For the encoder button (pressing down the encoder knob) to work, J3 needs to be closed.
The buttons might be used to switch between different display modes for the duo LED matrix modules in the future. Right now, they can already be configured to trigger any of the options definable in the config file (e.g. direct jump to bookmarks). Since V4.079 the TDP module is officially supported by TK and can be configured in the config file.

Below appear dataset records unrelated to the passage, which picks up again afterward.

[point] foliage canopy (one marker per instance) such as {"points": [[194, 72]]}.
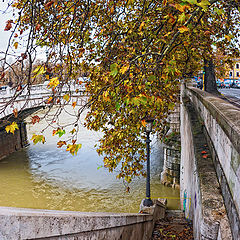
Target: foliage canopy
{"points": [[134, 52]]}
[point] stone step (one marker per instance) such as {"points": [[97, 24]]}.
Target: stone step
{"points": [[173, 226]]}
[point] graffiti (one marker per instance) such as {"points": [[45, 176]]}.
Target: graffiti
{"points": [[184, 199]]}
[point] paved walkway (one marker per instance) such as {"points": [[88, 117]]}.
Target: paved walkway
{"points": [[173, 227]]}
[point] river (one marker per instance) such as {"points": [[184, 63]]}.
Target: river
{"points": [[43, 176]]}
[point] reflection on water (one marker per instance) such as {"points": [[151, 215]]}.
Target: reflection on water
{"points": [[45, 177]]}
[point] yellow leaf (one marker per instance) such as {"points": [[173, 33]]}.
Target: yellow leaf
{"points": [[74, 104], [15, 45], [143, 123], [66, 97], [53, 82], [12, 127], [39, 70], [38, 138], [183, 29], [141, 26], [124, 69], [228, 38]]}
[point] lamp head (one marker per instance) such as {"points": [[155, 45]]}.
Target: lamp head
{"points": [[149, 124]]}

The shift register (SR) numbers depend on how you connect the TPD board - they are different depending on whether you attach it directly to Wilba's Frontpanel PCB, or whether you have placed a BLM module between the two. However, the pins for the buttons and LEDs are always the same:
|Out SR Pin||LED|
|Pin 0||LED IV red|
|Pin 1||LED III red|
|Pin 2||LED II red|
|Pin 3||LED I red|
|Pin 4||LED IV green|
|Pin 5||LED III green|
|Pin 6||LED II green|
|Pin 7||LED I green|
|In SR Pin||Switch|
|Pin 0+1||rotary Encoder|
|Pin 2||Encoder switch|
|Pin 4||Tact switch I|
|Pin 5||Tact switch II|
|Pin 6||Tact switch III|
|Pin 7||Tact switch IV|
A config file suitable for use with the TPD module chained after my BLM module can be found here. An example configuration (TPD directly connected to J2 of Wilba's Frontpanel PCB) can be found in the repository.
Some users have reported problems when the TPD is not the last module in the DIN/DOUT chain, presumably because the are 9 DOUTs on this module, but just one DIN, which in turn leads to an unbalanced serial output, see this post. It seems best to simply put the TPD at the end of the serial chain.